2. The composition of claim 1 wherein the metal in said metal naphthenate is selected from the group consisting of the alkali, alkaline earth and heavy metals and the quaternary ammonium salt is a dimethyl, dialkyl ammonium salt wherein the alkyl groups contain from about 10 to about 20 carbon atoms.

3. The composition of claim 2 wherein from about 0.05 to about 10 wt.% of said metal naphthenate and from about 0.05 to about 10 wt.% of said quaternary ammonium salt are used.

4. The composition of claim 3 wherein the metal in said metal naphthenate is selected from the group consisting of zinc, lead, lithium and magnesium and the alkyl groups in said dimethyl, dialkyl ammonium salt contains from about 12 to about 18 carbon atoms.

5. The composition of claim 4 wherein said quaternary ammonium salt is quaternary ammonium nitrite.

6. The composition of claim 4 wherein from about 5 to about 20 wt.% of said thickener system, about 0.1 to about 5 wt.% of said metal naphthenate and about 0.1 to about 5 wt.% of said quaternary ammonium salt are used.

7. The composition of claim 6 wherein said quaternary ammonium salt is dimethyl dicoco ammonium nitrite.

8. The composition of claim 6 wherein said hydroxy fatty acid has about 16 to about 20 carbon atoms.

9. The composition of claim 8 wherein said metal naphthenate is selected from the group consisting of zinc, lead and lithium naphthenate and said quaternary ammonium salt is dimethyl dicoco ammonium nitrite.

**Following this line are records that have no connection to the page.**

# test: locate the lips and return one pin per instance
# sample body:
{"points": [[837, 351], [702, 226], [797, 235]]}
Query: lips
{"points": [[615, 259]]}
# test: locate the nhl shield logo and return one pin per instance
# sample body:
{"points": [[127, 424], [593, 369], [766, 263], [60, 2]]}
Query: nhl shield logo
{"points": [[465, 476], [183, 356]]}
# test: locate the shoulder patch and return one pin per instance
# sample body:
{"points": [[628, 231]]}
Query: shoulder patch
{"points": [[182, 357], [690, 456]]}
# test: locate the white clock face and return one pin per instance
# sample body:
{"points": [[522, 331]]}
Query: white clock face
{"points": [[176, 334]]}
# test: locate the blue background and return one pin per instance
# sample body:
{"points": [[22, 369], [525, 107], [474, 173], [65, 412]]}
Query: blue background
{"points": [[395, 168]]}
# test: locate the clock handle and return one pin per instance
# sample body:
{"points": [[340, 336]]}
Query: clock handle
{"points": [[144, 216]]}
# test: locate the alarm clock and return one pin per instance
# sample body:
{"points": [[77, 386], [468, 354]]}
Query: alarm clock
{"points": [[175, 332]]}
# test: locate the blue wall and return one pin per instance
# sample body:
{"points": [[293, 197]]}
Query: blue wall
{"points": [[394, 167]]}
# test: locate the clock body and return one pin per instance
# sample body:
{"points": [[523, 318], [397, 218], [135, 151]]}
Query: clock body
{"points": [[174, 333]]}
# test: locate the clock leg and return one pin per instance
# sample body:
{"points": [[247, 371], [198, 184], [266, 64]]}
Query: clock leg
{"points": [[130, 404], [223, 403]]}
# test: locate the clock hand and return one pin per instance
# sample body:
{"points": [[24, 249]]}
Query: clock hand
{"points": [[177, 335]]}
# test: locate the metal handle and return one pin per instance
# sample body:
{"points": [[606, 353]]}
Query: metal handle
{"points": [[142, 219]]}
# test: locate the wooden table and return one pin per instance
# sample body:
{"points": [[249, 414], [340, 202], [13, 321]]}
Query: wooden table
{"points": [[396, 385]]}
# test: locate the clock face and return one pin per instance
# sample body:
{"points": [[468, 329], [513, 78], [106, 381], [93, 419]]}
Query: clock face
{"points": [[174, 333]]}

10. The composition of claim 9 wherein said hydroxy fatty acid is 12-hydroxystearic acid.

11. The composition of claim 4 wherein said thickening system comprises at least one lithium soap derived from a fatty acid containing a functional group selected from the group consisting of hydroxy, epoxy and an ethylenic unsaturated group and at least one dilithium soap derived from a straight chain dicarboxylic acid.

12. The composition of claim 1 wherein said base oil is a mineral oil.